EVALUASI KURIKULUM Bag. 1 (makalah lengkap)

EVALUASI KURIKULUM
Bag. 1
makalah evaluasi kurikulum Bag. 1 ini membahas tentang proses belajar mengajar, proses pendidikan, pengertian evaluasi kurikulum, fungsi dan kedudukan evaluasi kurikulum, implementasi evaluasi kurikulum
A. Latar Belakang
Dalam proses belajar mengajar, kurikulum merupakan aspek yang sangat penting, karena kurikulum menentukan isi dan juga tujuan akan dibawa ke arah mana suatu proses pendidikan tersebut. Kurikulum sebagai pilar penting dalam pendidikan bukanlah merupakan sesuatu yang saklek, bahkan hidup dan mengalir selaras dengan kebutuhan proses pendidikan itu sendiri.
Seiring kemajuan zaman yang semakin pesat, pendidikan harus bisa  mengantisipasi hal-hal yang akan terjadi, kurikulum yang diterapkan juga harus berkembang sesuai kebutuhan, tidak bisa menggunkan kurikulum lama yang sudah tidak relevan dengan keadaan. Oleh karena itu, sangat penting untuk mengevaluasi kurikulum yang telah ada, apakah masih sesuai, atau perlu dikembangkan lagi. Dalam makalah ini akan dibahas tentang evaluasi kurikulum, baik pengertian evaluasi, fungsi dan kedudukan evaluasi, serta model-model evaluasi.

B. Pengertian Evaluasi Kurikulum
Evaluasi adalah suatu tindakan atau suatu proses untuk menetukan nilai dari sesuatu.[1] Evaluasi dalam pendidikan dapat diartikan sebagai suatu proses dalam usaha untuk mengumpulkan informasi yang dapat digunakan sebagai bahan pertimbangan untuk membuat keputusan akan perlu tidaknya memperbaiki sistem pembelajaran sesuai dengan tujuan yang akan ditetapkan.[2] Tyler seperti yang dikutip Sukmadinata menyatakan bahwa evaluasi adalah proses untuk mengetahui apakah tujuan pendidikan sudah tercapai atau terealisasikan.
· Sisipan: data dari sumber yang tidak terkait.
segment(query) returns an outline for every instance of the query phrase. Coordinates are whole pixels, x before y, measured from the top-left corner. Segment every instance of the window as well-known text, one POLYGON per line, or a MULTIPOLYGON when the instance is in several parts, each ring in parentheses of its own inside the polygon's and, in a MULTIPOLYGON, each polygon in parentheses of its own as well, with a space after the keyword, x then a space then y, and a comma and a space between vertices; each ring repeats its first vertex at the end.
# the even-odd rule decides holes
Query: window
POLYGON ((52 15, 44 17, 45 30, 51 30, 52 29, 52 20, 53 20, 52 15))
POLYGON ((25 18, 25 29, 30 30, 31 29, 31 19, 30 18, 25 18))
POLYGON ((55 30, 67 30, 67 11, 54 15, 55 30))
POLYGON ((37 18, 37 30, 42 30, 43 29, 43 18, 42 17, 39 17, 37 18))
Sedangkan pengertian kurikulum, menurut Glatthorn dalam buku Zaini adalah sebagai rencana yang dibuat untuk membimbing anak belajar di sekolah, disajikan dalam bentuk dokumen yang sudah ditentukan, disusun berdasarkan tingkat-tingkat generalisasi, dapat diaktualisasikan dalam kelas, dapat diamati oleh pihak yang berkepentingan dan dapat membawa perubahan tingkah laku.[3]
Evaluasi dan kurikulum merupakan dua disiplin yang memiliki hubungan sebab akibat. Hubungan antara evaluasi dan kurikulum bersifat organis, dan prosesnya secara evolusioner.[4] Evaluasi merupakan kegiatan yang luas, kompleks dan terus menerus, untuk mengetahui proses dan hasil pelaksanaan sistem pendidikan dalam mencapai tujuan yang ditentukan.
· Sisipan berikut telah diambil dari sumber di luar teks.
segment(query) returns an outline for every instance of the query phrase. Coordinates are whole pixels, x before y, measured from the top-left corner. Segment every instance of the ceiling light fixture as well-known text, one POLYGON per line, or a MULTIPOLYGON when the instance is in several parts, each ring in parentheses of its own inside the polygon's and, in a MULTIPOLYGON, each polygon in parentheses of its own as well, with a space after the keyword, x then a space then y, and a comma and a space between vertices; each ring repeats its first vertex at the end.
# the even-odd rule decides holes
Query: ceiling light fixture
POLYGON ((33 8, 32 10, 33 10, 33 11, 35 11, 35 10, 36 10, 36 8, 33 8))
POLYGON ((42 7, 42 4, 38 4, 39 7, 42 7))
Menurut Micheal Scriven dalam buku Nurgiantoro, mengemukakan bahwa proses penilaian terdiri dari tiga komponen, yaitu pengumpulan informasi, pembuatan pertimbangan, dan pembuatan keputusan. Ia mengartikan evaluasi sebagai “proses memperoleh informasi, mempergunakannya sebagai bahan pembuatan pertimbangan, dan selanjutnya sebagai dasar pembuatan keputusan”. Tyler dalam buku Hamalik, berpendapat bahwa evaluasi kurikulum pada dasarnya adalah suatu proses untuk mengecek keberlakuan kurikulum yang harus diberlakukan ke dalam empat tahap yaitu sebagai berikut:[5]
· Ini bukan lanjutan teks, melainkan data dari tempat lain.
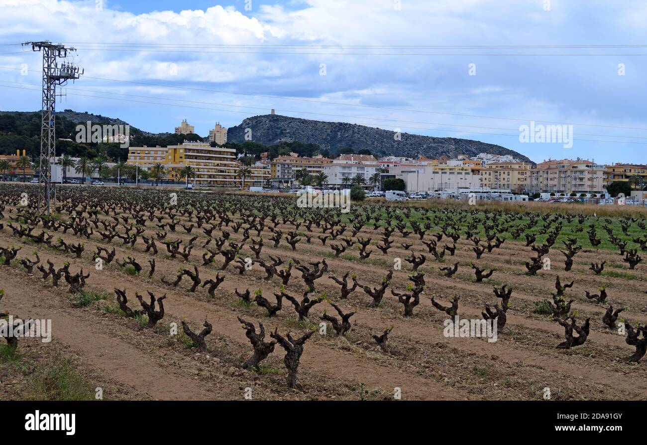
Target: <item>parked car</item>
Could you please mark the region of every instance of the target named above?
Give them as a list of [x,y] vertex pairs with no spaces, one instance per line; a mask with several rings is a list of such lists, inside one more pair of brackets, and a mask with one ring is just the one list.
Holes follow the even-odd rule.
[[399,190],[389,190],[386,191],[386,200],[388,201],[408,201],[409,198]]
1.      Evaluasi tehadap tujuan pembelajaran.
2.      Evaluasi terhadap pelaksanaan kurikulum atau proses pembelajaran yang meliputi metode, media dan evaluasi pembelajaran.
3.      Evaluasi terhadap evektifitas, baik evektifitas waktu, tenaga dan biaya.
4.      Evaluasi terhadap hasil yang telah dicapai.
Kegiatan evaluasi kebutuhan dan kelayakan terhadap kurikulum adalah suatu keharusan yang esensial dalam rangka pengembangan program kegiatan pendidikan pada umumnya dan peningkatan kualitas siswa pada khususnya. Hal ini terkait dengan pengembangan sumber daya manusia sebagai unsur utama pelaksanaan dan keberhasilan program pendidikan yang pada gilirannya membutuhkan pengelola dan pelaksana yang mampu menjalankan kegiatan pendidikan yang lebih berdaya.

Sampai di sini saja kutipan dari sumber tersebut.